Free Range Eggs and Pastured Poultry
Happy Chickens
First what does pastured poultry mean? With all of the catch phrases that we hear these days, from pastured poultry to free range, from cage free to organic it is a little hard to know which is the best for you and the bird.
Pastured Poultry means that the chickens, turkey’s, geese or what have you is raised on pasture. But like humans, chickens need complete proteins and cannot glean enough nutrition from pasture alone. According to Joel Salatin, author Pastured Poultry Profits and Salad Bar Beef, chickens are only able to gather 30 to 50 percent of their dietary needs from pasture alone. Our chickens and turkeys also eat a special grain formula that contains kelp, insects and sour milk leftover from making butter and cheese. Scientific research proves that eggs raised on pasture contain 17.60 mg of omega 3 per gram of yolk. Where a hen that is confined indoors produces a very pale egg in comparison, only 1.73 mg per gram of yolk. Omega 3 fats prevent obesity, diabetes, heart disease, and depression.
Labels that state the poultry or eggs were fed vegetarian diets can be somewhat misleading. If you read that on the label it means that the chickens were confined indoors, likely in a huge building that contains thousands of birds and reeks of ammonia. These birds might be 9 hens to a wire cage, or loose on the floor (cage free) of the building.
Organic is good right? Well, only if the birds are fed the organic grain in addition to being out on pasture. Many large scale producers feed organic grains in the confinement buildings I mentioned earlier. So, given these circumstances, organic poultry and eggs are only slightly better than cage free.

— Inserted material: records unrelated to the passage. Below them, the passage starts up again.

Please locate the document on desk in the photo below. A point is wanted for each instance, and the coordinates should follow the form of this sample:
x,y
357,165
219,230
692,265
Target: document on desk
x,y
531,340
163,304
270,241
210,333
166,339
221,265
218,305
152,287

Our poultry rises with the sun and hunts for insects that are slow to move in the coolness of the early morning. They peck at the grain ration, mix it with a nice salad of tender, dew covered grass and weeds. Bathe in dust bowls and lounge around under the shade trees in the heat of the day. By late morning the laying hens will have deposited their eggs in the nest boxes, or sometimes hide them in the tall grasses or shrubs. It is like an Easter egg hunt every day. When the sun begins to set, they head for the summer cottage where we lock them in for the night. Safe and protected by the hut and our Great Pyrenees dogs. Our birds are given the freedom to express their true “chickeness”.